Even the extreme events of the decades that followed could not blunt the optimism of a movement, based on a belief in the wonders of science and science and technology’s potential to benefit humanity. How do we understand the beauty of this belief in progress— and the real benefits it has brought—with the price it exacts?
Technology delivered new materials and media for artists too, spinoffs from the vast industrial-energy complex, but the planet paid the price in environmental degradation and global warming. It felt appropriate to respond to this call in a medium that encapsulates this terrible bargain – plastic.
The brilliant artificiality of Giacomo Balla’s The Futurist Garden is the inspiration for these works, an “impossible garden”, made not of polychrome wood, but plastic in its various consumer incarnations.
These 19 “plants” function as individual sculptures, but are most powerfully experienced as a collection, a modular installation that forms an impossible garden. Here too are artificial plants in a futurist garden. However, developing from ideas raised by Balla’s garden—with its still somewhat naturalistic stylings—the plants in this impossible garden resemble perhaps lifeforms that might be found on alien worlds.

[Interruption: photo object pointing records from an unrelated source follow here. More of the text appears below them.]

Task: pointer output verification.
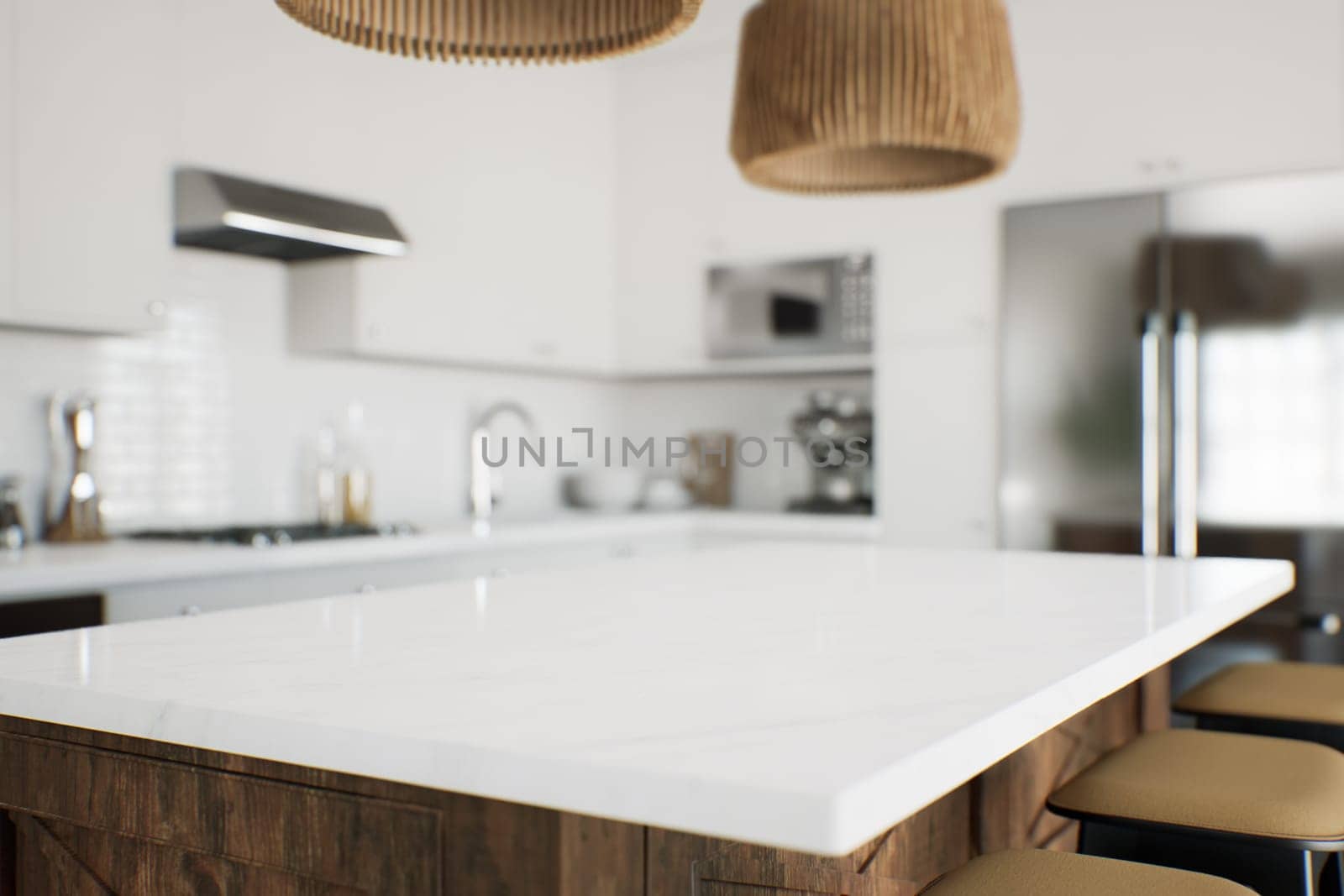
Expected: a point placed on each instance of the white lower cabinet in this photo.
(92, 144)
(192, 597)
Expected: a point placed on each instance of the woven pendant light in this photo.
(874, 96)
(497, 29)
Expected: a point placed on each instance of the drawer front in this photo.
(333, 839)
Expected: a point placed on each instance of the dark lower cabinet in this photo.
(50, 614)
(93, 813)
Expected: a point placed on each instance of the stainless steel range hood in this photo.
(245, 217)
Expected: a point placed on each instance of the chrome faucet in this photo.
(484, 492)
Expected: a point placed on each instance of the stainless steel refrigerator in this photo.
(1173, 383)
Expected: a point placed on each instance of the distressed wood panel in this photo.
(343, 840)
(143, 868)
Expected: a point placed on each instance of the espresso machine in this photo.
(837, 437)
(73, 499)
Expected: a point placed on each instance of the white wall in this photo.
(936, 275)
(214, 419)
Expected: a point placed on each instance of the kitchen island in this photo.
(759, 719)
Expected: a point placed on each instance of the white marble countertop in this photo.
(786, 694)
(71, 569)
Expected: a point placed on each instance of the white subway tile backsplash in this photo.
(214, 419)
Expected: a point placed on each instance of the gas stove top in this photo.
(266, 537)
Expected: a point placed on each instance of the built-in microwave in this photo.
(816, 307)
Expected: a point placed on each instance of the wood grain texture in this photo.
(104, 813)
(46, 866)
(745, 873)
(143, 868)
(1011, 795)
(528, 31)
(874, 96)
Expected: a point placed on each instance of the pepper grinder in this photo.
(74, 506)
(13, 533)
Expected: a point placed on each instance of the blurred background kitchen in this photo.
(523, 251)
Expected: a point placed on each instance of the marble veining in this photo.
(799, 694)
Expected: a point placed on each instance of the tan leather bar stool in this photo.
(1299, 700)
(1038, 873)
(1263, 812)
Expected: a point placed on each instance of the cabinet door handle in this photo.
(1186, 437)
(1151, 347)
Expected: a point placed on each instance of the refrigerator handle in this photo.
(1186, 434)
(1151, 348)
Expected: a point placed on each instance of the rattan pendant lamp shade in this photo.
(874, 96)
(497, 29)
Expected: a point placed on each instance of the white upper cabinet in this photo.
(1148, 93)
(6, 157)
(93, 112)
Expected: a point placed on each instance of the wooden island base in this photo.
(96, 813)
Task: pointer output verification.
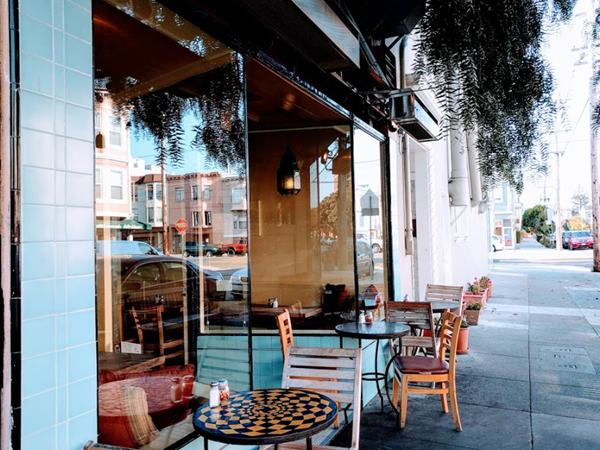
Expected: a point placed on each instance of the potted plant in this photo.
(472, 313)
(474, 293)
(463, 338)
(486, 283)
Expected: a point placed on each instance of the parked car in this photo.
(497, 243)
(376, 244)
(580, 239)
(143, 278)
(192, 248)
(125, 248)
(239, 283)
(565, 238)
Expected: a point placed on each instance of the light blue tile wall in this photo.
(59, 407)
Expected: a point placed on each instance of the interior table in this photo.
(376, 331)
(268, 416)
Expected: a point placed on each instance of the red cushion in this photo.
(420, 364)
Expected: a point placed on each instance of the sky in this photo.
(569, 58)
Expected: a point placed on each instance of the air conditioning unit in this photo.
(410, 113)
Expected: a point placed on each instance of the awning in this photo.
(127, 224)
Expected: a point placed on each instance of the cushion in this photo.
(123, 416)
(420, 364)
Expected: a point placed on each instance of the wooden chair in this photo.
(445, 292)
(152, 334)
(440, 371)
(336, 372)
(284, 324)
(419, 316)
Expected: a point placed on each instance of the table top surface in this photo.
(375, 330)
(268, 416)
(440, 306)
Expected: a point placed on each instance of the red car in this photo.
(580, 239)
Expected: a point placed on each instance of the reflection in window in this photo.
(116, 185)
(170, 111)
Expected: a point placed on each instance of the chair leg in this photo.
(443, 398)
(403, 402)
(454, 405)
(395, 391)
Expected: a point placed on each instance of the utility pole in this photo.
(594, 151)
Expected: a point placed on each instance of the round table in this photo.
(376, 331)
(268, 416)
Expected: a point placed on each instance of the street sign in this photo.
(181, 225)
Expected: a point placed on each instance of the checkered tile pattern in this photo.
(257, 416)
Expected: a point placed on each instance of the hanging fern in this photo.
(483, 60)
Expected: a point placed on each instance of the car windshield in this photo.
(580, 234)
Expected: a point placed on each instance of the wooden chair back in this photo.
(151, 332)
(284, 324)
(419, 316)
(445, 292)
(336, 372)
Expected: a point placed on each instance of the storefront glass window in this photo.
(167, 308)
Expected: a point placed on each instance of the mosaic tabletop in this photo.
(375, 330)
(267, 416)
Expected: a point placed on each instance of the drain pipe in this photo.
(458, 186)
(6, 419)
(474, 173)
(408, 230)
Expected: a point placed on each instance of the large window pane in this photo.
(172, 99)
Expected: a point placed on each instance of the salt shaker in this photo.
(188, 386)
(223, 390)
(361, 317)
(176, 390)
(213, 396)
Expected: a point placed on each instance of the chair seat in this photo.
(420, 364)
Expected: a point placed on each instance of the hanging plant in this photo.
(483, 61)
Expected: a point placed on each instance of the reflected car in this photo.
(497, 243)
(376, 244)
(125, 248)
(364, 259)
(142, 279)
(580, 239)
(192, 248)
(239, 283)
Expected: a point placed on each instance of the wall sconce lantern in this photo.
(288, 173)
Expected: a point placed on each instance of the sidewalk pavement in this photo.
(531, 379)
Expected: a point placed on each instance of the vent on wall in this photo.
(409, 112)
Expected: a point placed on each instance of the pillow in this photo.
(123, 418)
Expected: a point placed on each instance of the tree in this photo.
(535, 221)
(580, 200)
(485, 58)
(577, 223)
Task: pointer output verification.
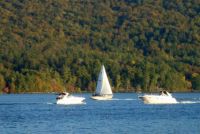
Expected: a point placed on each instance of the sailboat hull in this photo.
(103, 97)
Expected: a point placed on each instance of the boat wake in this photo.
(189, 102)
(126, 99)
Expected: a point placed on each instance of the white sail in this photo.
(103, 85)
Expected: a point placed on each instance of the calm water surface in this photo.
(125, 114)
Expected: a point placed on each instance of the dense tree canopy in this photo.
(53, 45)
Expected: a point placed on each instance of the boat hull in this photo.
(71, 100)
(157, 99)
(103, 97)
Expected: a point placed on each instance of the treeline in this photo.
(56, 45)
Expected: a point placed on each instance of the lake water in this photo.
(125, 114)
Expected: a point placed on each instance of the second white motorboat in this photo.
(67, 99)
(163, 98)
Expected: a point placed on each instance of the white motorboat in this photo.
(67, 99)
(103, 89)
(163, 98)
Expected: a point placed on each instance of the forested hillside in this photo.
(53, 45)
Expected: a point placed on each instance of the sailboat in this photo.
(103, 89)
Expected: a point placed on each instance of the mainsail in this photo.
(103, 85)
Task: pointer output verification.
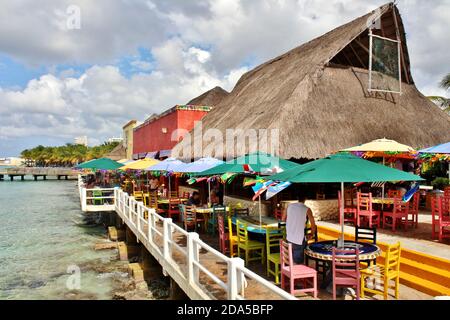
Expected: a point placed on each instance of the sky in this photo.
(70, 68)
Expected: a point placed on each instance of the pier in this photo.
(200, 271)
(37, 173)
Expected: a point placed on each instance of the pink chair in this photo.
(223, 235)
(414, 210)
(346, 270)
(398, 215)
(365, 210)
(295, 272)
(349, 209)
(438, 219)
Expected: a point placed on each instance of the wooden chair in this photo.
(277, 213)
(224, 237)
(365, 210)
(438, 219)
(346, 271)
(413, 211)
(296, 272)
(273, 237)
(190, 218)
(389, 271)
(174, 208)
(349, 210)
(247, 245)
(398, 215)
(241, 212)
(212, 221)
(232, 237)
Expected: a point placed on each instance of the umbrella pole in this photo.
(382, 190)
(260, 214)
(341, 212)
(209, 192)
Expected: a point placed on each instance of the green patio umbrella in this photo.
(342, 168)
(100, 164)
(258, 162)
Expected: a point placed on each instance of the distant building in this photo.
(11, 161)
(128, 138)
(113, 140)
(81, 140)
(154, 136)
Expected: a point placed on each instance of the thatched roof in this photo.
(210, 98)
(118, 153)
(316, 96)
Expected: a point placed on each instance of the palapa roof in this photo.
(316, 96)
(210, 98)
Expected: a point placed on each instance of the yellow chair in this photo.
(385, 273)
(273, 237)
(247, 245)
(232, 237)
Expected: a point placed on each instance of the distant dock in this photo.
(37, 173)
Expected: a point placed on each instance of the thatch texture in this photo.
(320, 105)
(210, 98)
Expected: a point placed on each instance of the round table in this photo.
(322, 254)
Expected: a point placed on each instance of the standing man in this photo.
(296, 217)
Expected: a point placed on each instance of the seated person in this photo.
(213, 198)
(194, 200)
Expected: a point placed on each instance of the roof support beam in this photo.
(357, 56)
(405, 70)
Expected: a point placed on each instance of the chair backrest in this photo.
(286, 259)
(392, 259)
(174, 204)
(394, 193)
(241, 211)
(221, 226)
(190, 214)
(186, 195)
(436, 209)
(366, 235)
(414, 203)
(173, 194)
(347, 259)
(241, 232)
(364, 201)
(400, 206)
(273, 237)
(277, 213)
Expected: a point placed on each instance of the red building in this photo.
(155, 134)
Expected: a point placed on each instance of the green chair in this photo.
(212, 221)
(247, 245)
(273, 237)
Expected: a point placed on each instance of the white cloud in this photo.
(195, 46)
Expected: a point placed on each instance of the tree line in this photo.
(65, 156)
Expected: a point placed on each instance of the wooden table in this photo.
(253, 223)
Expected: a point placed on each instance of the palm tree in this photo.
(443, 102)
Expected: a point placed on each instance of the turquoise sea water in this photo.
(43, 233)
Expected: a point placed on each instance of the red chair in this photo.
(346, 270)
(438, 219)
(414, 210)
(174, 208)
(295, 272)
(223, 235)
(365, 210)
(277, 213)
(349, 209)
(398, 215)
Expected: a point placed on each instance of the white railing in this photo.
(184, 263)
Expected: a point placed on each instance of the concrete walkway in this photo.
(415, 239)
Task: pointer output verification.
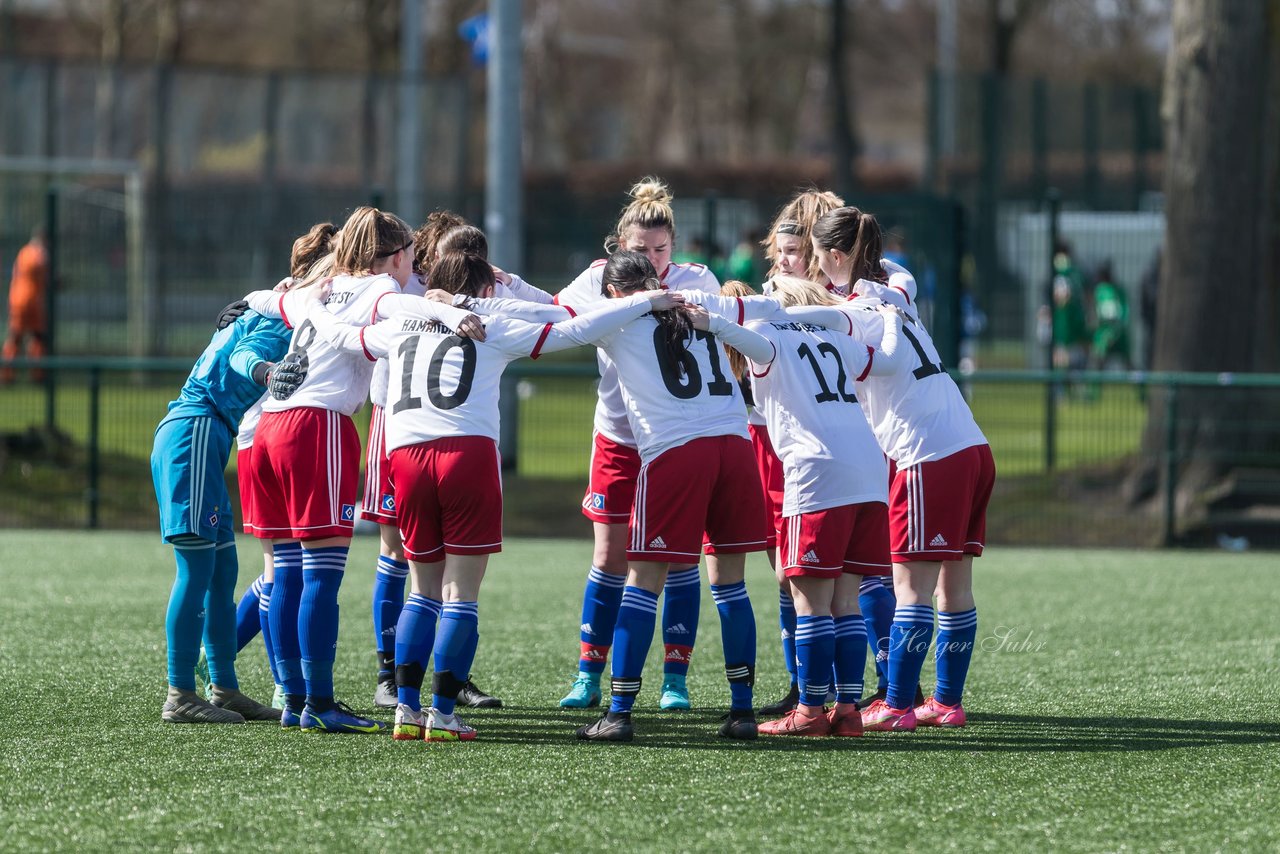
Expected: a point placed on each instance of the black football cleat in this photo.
(472, 697)
(740, 724)
(785, 704)
(609, 727)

Yet, the individual plastic components are immediately recognisable, the tops and packaging of the products we consume daily.
Impossibly bright and fade-resistant colours are seductive in a rather sterile way; without scent or subtlety of texture. And yet they remain objects both of beauty and of redemption, repurposing the plastic that would otherwise pollute the landscape and thereby retaining some of the original optimism and hope of the “space age” envisioned in the early 20th century, whilst acknowledging the impossible price we pay in the choices we make daily.